Visualizations and Exploratory Analysis Flashcards
Think about a database. What is an attribute (or dimension, feature, variable)?
An attribute is a data field, representing a characteristic or a feature of a data object.
e.g., customer_ID, name, address
It is essentially what you see in columns
When talking about a database, the rows are data objects and the columns are object’s attributes. True or false?
Very true.
Give some examples of the following attribute types:
a. Nominal
b. Binary
c. Ordinal
d. Numeric (quantity, interval, ratio)
Nominal = categories, states, or “names of things”
e.g., hair color, marital status, occupation
Binary
- nominal attribute with only two states (0 and 1)
- symmetric binary = both outcomes are equally important (e.g. gender)
- asymmetric binary = outcomes are not equally important (e.g. medical test, positive or negative)
Ordinal = values have a meaningful order but the magnitude between successive values is unknown
e.g., small medium large
Numeric
- quantity: integer, real number
- interval: measured on a scale of equal-sized units
- ratio: e.g., length, monetary quantities
What is the difference between discrete and continuous attributes?
Discrete - has only a finite or countably infinite set of values (e.g., zip codes, profession)
Continuous - has real numbers (e.g., temperature, height, weight), technically they can be unbounded, but in reality not really
Mean = ?
Average. you know what it is
Median = ?
Middle value if odd number of values, or average of the middle two values otherwise
Mode = ?
Value that occurs most frequently in the data
In a bell shaped distribution, mean = median = mode.
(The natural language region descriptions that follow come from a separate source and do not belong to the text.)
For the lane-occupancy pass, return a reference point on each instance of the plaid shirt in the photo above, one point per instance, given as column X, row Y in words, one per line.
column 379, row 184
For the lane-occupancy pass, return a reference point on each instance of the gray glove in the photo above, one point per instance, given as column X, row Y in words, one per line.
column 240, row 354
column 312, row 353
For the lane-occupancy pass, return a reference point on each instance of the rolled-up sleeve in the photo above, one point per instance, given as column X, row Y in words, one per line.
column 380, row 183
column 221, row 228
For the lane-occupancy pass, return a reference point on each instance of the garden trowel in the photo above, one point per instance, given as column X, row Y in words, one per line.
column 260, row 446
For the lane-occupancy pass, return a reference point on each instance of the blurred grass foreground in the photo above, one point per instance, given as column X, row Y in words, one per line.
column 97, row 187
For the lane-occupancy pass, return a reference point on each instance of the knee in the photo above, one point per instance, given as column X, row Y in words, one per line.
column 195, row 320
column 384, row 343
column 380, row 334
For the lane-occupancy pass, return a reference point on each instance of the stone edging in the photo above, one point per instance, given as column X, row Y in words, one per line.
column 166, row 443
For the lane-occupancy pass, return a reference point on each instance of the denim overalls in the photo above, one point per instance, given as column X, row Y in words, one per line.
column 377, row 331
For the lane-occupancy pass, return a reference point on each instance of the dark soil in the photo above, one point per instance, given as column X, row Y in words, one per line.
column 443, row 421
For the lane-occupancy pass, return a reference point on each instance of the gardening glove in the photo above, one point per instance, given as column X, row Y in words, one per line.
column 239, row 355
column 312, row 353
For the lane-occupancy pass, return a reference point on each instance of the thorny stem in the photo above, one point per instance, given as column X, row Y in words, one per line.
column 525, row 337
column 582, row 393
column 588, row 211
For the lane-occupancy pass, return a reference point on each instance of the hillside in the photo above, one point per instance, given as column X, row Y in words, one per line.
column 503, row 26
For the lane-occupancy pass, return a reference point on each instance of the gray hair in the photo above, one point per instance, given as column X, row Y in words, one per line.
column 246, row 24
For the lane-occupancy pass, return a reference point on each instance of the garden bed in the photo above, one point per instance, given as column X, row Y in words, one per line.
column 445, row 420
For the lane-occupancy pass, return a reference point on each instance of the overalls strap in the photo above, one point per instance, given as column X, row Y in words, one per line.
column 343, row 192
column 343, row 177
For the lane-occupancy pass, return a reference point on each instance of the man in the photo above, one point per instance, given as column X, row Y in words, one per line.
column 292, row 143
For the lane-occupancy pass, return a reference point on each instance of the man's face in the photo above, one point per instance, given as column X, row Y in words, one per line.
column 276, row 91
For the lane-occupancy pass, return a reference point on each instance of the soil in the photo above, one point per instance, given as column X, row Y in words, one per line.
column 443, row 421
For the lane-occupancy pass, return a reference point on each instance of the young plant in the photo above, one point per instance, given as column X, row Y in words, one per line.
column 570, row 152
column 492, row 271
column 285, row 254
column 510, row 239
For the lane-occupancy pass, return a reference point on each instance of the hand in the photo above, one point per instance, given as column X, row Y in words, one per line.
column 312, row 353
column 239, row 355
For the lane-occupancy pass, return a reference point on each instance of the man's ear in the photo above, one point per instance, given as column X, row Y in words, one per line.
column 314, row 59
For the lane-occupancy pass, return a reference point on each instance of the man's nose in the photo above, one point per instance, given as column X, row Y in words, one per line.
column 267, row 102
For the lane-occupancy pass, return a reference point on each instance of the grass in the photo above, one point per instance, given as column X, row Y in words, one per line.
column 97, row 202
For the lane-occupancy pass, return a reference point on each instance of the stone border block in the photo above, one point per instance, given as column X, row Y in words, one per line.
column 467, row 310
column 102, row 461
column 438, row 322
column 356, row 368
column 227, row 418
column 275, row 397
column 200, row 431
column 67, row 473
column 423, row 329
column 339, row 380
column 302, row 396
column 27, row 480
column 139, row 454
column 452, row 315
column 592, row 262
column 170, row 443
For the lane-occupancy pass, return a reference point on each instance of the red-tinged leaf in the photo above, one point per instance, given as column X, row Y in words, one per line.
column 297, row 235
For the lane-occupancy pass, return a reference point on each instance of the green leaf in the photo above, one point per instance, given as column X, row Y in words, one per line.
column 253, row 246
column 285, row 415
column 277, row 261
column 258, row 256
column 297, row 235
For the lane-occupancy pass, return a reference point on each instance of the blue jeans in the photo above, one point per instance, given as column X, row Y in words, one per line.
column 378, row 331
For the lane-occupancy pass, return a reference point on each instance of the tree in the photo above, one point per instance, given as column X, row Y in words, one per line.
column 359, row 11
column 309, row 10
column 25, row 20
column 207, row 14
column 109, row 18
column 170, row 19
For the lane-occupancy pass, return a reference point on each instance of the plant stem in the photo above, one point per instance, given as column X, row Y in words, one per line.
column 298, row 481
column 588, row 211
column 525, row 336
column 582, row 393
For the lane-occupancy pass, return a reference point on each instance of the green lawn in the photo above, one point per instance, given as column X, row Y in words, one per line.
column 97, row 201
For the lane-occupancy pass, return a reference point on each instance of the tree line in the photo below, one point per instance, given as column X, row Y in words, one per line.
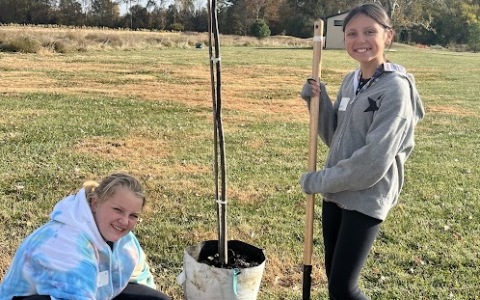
column 431, row 22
True or false?
True
What does a box-plot graph display?
Minimum, Q1 (first quartile), Median, Q3, Maximum
What is an outlier?
A point beyond a specified outlier threshold. Can be easily (or not?) spotted in graphs
Do you know the properties of a normal distribution curve?
You should. Check online.
What is a histogram?
A graph display of tabulated frequencies, shown as bars
What is a quantile plot?
A plot that displays all of the data for two variables, allowing the user to assess both overall behavior and unusual occurrences
Why is a scatter plot useful?
Provides a first look at bivariate data to see clusters of points, outliers etc.